Attending the Cathedral intermittently, then settling in. Music always a huge part of my life, ever since hearing Little Richard at a local cafe aged 10. Buying first guitar at 15, playing in various bands ever since (2 with our family) on guitar or bass.
Revd Martin Short
Martin was made deacon in Bradford Cathedral back in 1979. He served his title at St Peter’s Shipley before a first missionary journey to the South East to minster in Dagenham. Returning to this diocese in 1986, he served a first incumbency at St James, Bolton. He also used to wake Bradford up on a Sunday morning, broadcasting with Pennine Radio and latterly Classic Gold. He became Bishop David Smith’s Press Officer in 1992 and he and Trish moved to Otley where he also served half-time.

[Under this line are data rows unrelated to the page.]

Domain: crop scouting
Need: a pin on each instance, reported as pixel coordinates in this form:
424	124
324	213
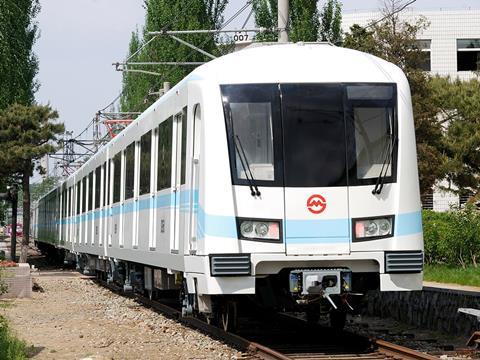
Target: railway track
281	344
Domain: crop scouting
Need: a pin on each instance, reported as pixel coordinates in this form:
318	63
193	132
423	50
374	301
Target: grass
452	274
11	347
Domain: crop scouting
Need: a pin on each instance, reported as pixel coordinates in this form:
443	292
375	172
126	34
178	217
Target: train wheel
338	319
313	314
228	316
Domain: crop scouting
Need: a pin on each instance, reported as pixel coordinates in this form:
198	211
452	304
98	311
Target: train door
178	179
316	192
195	172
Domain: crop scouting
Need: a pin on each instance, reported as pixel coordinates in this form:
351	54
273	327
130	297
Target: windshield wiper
386	163
246	167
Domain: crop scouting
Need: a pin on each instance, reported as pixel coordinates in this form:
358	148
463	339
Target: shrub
452	237
11	348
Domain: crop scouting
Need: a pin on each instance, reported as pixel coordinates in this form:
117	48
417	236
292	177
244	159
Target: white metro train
286	171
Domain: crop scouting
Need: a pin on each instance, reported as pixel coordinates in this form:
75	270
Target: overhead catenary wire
225	24
394	12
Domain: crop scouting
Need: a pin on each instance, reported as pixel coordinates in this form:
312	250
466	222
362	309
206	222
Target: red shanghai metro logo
316	204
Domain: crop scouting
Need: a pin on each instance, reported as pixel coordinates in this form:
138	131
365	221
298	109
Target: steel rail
381	349
394	350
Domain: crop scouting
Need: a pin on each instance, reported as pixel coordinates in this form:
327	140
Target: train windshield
317	135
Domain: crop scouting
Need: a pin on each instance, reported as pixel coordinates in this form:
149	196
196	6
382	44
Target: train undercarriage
327	294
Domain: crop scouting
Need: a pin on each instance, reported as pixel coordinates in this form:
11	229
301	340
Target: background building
452	48
451	41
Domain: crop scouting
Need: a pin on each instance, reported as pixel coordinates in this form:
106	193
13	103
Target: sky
80	39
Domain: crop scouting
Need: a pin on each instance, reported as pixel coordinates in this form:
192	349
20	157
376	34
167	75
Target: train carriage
285	169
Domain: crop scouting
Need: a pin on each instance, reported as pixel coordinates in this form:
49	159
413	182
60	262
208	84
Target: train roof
298	62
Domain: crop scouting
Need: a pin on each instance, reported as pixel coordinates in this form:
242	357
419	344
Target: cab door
315	170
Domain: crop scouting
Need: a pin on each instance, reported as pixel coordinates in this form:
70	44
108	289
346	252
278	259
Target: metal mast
282	20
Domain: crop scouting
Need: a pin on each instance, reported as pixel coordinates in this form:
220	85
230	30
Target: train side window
184	146
98	174
84	194
164	159
145	164
129	170
79	200
90	191
117	168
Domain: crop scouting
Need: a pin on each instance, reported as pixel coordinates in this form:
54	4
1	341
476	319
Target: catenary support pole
13	238
283	20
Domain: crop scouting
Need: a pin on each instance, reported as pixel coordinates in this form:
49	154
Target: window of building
164	161
117	168
425	61
468	54
90	191
129	170
145	151
98	178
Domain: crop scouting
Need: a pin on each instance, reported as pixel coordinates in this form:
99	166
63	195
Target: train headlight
373	228
261	229
257	229
246	228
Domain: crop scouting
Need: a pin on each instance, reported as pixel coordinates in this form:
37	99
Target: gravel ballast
74	318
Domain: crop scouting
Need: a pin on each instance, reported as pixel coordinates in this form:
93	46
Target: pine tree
26	135
18	63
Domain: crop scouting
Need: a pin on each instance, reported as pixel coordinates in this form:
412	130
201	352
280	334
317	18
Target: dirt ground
73	318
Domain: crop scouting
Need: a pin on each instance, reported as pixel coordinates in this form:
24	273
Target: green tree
460	115
331	22
18	63
396	41
305	22
168	15
27	134
266	17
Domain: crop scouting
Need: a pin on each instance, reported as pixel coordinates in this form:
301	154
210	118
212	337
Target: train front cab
325	192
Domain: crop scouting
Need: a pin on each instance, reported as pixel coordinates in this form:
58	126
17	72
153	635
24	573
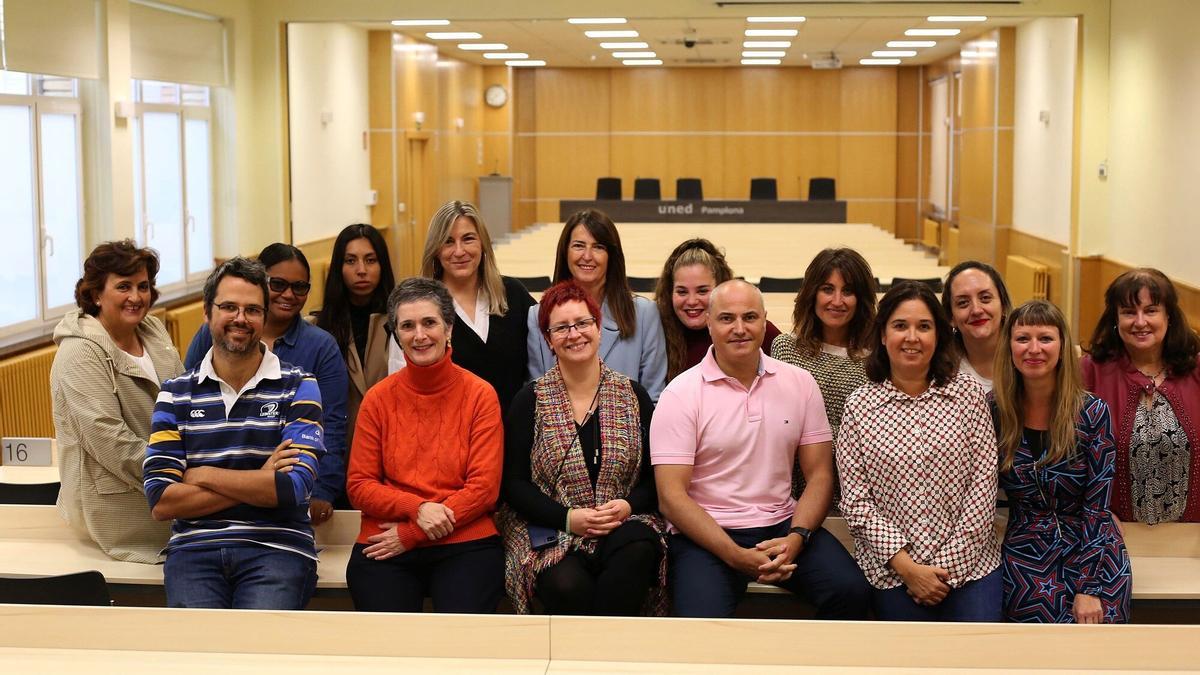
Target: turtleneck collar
431	378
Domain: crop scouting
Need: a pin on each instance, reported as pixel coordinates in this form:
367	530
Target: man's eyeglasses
250	311
281	285
565	329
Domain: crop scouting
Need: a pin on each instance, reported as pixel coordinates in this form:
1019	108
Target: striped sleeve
304	429
166	459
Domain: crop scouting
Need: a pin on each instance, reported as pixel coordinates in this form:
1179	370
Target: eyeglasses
281	285
565	329
231	310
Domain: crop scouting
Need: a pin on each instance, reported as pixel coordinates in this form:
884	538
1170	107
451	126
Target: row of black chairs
691	190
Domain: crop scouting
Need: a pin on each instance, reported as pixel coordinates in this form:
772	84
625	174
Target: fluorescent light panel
931	31
454	35
421	22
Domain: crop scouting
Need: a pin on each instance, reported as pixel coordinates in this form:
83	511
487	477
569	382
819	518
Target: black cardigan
503	360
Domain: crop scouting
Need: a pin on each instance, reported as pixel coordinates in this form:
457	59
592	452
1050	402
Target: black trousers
463	578
611	581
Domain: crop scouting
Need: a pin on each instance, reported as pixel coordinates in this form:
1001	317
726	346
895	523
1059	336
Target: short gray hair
417	288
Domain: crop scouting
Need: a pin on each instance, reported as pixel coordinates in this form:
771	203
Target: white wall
1155	149
330	167
1042	151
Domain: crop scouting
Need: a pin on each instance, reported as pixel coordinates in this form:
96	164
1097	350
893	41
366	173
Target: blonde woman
1063	559
491	309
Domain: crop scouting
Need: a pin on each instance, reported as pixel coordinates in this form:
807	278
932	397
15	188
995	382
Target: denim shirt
311	348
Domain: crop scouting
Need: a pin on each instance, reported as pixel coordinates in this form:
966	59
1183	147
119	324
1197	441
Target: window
41	199
173	179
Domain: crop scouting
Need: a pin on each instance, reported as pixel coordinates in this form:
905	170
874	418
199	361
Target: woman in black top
491	333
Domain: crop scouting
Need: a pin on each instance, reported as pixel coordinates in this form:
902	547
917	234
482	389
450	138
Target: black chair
780	284
534	284
642	284
689	189
934	284
609	189
81	587
822	190
647	189
763	189
41	494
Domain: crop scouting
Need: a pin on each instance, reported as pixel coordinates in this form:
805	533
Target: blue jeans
245	577
975	601
702	585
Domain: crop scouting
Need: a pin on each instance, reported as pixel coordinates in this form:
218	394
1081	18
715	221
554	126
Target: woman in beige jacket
112	358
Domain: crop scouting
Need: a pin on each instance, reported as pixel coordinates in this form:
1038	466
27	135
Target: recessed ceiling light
910	43
772	33
421	22
459	35
931	31
611	33
597	21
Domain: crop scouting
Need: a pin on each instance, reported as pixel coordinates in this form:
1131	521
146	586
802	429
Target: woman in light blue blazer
631	335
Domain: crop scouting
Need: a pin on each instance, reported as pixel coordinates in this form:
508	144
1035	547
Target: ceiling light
772	33
611	33
931	31
597	21
460	35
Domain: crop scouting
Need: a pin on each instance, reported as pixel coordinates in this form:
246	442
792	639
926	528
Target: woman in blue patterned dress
1063	559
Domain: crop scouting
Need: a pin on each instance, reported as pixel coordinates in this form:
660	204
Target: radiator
183	322
1026	280
25	407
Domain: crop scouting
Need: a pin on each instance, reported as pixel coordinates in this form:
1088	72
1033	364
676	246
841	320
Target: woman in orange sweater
425	471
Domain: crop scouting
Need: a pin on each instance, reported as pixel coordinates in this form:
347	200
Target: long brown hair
616	285
856	272
690	252
1008	387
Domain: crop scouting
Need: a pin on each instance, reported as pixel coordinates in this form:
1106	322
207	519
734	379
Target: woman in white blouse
917	460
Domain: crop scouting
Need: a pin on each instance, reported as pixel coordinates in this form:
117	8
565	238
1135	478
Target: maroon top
1121	387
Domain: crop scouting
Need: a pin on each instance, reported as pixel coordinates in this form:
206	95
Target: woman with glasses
581	530
300	344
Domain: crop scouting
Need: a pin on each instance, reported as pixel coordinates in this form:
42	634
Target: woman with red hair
581	529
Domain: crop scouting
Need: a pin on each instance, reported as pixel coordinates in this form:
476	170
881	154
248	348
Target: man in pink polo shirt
723	441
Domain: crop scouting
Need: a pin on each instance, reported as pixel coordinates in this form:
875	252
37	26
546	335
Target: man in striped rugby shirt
233	457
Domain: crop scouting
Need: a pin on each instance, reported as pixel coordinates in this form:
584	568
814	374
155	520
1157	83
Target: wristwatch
804	532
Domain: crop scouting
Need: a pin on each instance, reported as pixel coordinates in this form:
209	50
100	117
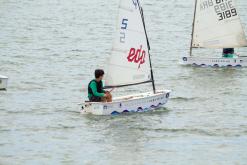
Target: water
49	50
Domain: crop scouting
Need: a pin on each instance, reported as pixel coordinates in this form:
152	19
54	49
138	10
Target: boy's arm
93	86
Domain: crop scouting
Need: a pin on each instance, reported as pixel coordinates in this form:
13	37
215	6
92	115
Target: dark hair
98	73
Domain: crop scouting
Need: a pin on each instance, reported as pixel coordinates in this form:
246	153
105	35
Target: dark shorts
95	99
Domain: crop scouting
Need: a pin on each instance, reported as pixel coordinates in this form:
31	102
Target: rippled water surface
49	50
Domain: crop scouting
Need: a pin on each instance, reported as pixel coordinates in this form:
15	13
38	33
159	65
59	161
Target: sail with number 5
129	63
217	25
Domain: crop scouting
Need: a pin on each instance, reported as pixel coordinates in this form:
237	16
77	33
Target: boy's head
99	73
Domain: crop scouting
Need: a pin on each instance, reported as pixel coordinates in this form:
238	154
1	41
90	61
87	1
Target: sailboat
216	25
3	82
129	64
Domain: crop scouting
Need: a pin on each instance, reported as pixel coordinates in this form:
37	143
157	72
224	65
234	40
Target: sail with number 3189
129	64
217	25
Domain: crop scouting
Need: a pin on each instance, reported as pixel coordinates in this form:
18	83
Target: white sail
129	60
217	25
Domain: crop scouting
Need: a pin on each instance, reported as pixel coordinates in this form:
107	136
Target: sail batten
129	62
217	25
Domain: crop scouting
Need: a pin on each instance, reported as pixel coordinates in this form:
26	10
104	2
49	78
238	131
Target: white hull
215	62
3	82
133	103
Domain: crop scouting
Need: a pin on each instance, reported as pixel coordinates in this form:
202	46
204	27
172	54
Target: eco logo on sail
137	56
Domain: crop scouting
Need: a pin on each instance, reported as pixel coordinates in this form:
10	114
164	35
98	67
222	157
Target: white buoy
3	82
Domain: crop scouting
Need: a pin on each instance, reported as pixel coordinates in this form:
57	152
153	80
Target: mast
193	25
150	63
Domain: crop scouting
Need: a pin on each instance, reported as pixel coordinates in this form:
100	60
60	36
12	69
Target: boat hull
215	62
3	82
133	103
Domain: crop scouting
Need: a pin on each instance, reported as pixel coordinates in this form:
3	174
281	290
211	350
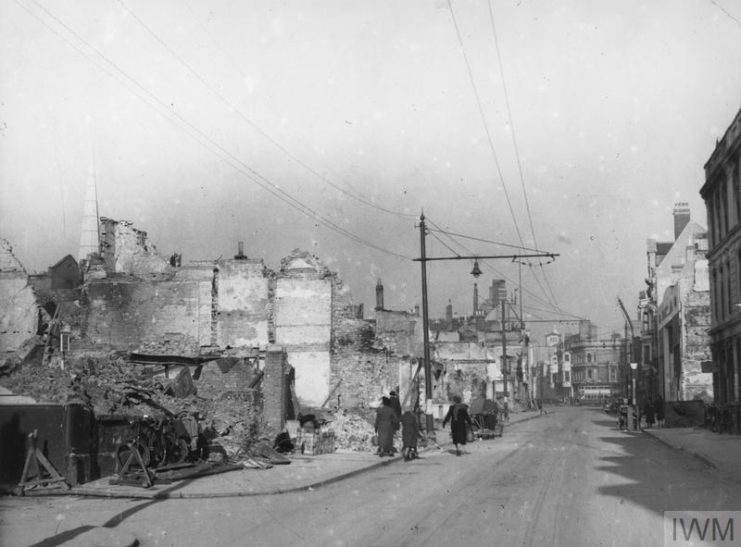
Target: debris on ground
112	385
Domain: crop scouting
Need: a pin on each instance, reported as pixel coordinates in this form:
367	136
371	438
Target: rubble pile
114	386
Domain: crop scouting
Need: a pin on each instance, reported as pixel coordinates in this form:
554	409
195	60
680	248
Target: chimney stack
681	217
379	295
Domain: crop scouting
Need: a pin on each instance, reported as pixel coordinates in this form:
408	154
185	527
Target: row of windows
723	288
592	374
724	205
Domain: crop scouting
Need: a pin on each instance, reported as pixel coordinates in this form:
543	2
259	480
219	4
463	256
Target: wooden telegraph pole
424	259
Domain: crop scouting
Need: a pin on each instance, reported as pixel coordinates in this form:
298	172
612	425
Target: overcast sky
568	126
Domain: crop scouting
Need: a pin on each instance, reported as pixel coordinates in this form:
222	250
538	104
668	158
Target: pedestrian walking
659	406
460	422
409	435
395	403
648	410
623	412
386	425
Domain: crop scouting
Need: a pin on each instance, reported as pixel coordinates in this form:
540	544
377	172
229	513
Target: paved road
568	478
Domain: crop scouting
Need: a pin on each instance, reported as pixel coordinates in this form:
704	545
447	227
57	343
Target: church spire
89	238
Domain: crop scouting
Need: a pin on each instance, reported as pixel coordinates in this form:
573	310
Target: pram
409	435
485	418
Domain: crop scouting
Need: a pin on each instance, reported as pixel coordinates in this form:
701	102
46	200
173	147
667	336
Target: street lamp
476	272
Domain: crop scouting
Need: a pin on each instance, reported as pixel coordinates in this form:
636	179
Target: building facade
595	364
722	195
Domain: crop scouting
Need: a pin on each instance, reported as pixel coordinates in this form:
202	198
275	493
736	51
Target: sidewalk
303	473
722	452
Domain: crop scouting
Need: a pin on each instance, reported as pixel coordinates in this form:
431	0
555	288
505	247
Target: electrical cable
203	139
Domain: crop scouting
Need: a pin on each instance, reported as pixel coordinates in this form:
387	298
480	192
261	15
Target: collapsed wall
168	316
303	323
19	310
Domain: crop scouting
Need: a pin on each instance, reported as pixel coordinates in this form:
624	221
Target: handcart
485	415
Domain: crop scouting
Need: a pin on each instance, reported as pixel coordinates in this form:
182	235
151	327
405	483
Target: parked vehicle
162	440
611	407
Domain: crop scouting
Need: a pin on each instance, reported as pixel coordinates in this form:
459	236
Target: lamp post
425	317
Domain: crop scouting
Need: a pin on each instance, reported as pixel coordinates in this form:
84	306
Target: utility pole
429	421
505	365
425	314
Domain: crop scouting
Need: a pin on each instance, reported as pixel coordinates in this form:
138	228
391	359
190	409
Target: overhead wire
516	148
490	141
479	104
199	136
451	236
353	195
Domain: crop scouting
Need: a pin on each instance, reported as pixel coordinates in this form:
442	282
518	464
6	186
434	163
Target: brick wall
134	314
18	311
274	390
242	304
303	325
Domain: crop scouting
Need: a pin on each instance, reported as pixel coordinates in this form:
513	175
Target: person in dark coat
659	408
409	435
460	421
395	403
648	411
386	425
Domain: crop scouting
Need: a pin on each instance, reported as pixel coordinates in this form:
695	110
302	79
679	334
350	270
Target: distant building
722	195
595	363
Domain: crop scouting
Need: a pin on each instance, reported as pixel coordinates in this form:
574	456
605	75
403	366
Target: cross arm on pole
552	256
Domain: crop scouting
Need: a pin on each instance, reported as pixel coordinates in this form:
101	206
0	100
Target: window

In 1998 Martin was appointed to a London-based national role in Communications Training and looking after Diocesan Communications Officers across the whole of England. He and Trish were invited to come and live in a vacant cottage in Cathedral Close as a base for the weekly commute, with Martin serving as a Honorary Chaplain at weekends.
In 2005 he was called to a second missionary journey to the South-East serving as Chaplain to the Bishop of Dover and Archbishop Rowan’s Chaplain in Canterbury. One highlight of this time was the 2008 Lambeth Conference.
Martin retuned to a much changed context for parish ministry in 2012. He and Trish hugely enjoyed life in rural ministry around Stow -on-the-Wold. They retired back to his clerical roots in 2021.
Although I’m a Southerner from Kent, my links with Bradford go back 50-odd years. I’ve been ordained nearly 40 of those, and been part of a clergy couple all that time (it was a novelty back then).
Sue and I moved to the Diocese of Bradford in 1990, left it in 2008 when Sue became Director of Ministry in Blackburn Diocese, and retired to the Diocese of Leeds in 2018.
In both Dioceses I’ve been heavily involved in ecumenical partnership under the Meissen Agreement with the church in Germany (Bradford-Erfurt and Blackburn-Braunschweig).
We soon found our home at the Cathedral, and now normally attend the Wednesday 10.15 service. During Lockdown I took on preparing the subtitles for the Sunday livestream, and am part of the Eco group and an occasional choir chaperone.
We live in Shipley (just over the boundary from our old parish of St Paul’s). One or two days a week I’m a volunteer on the Worth Valley Railway, and my other retirement project is building a model railway. I also sing with the Bradford Festival Choral Society.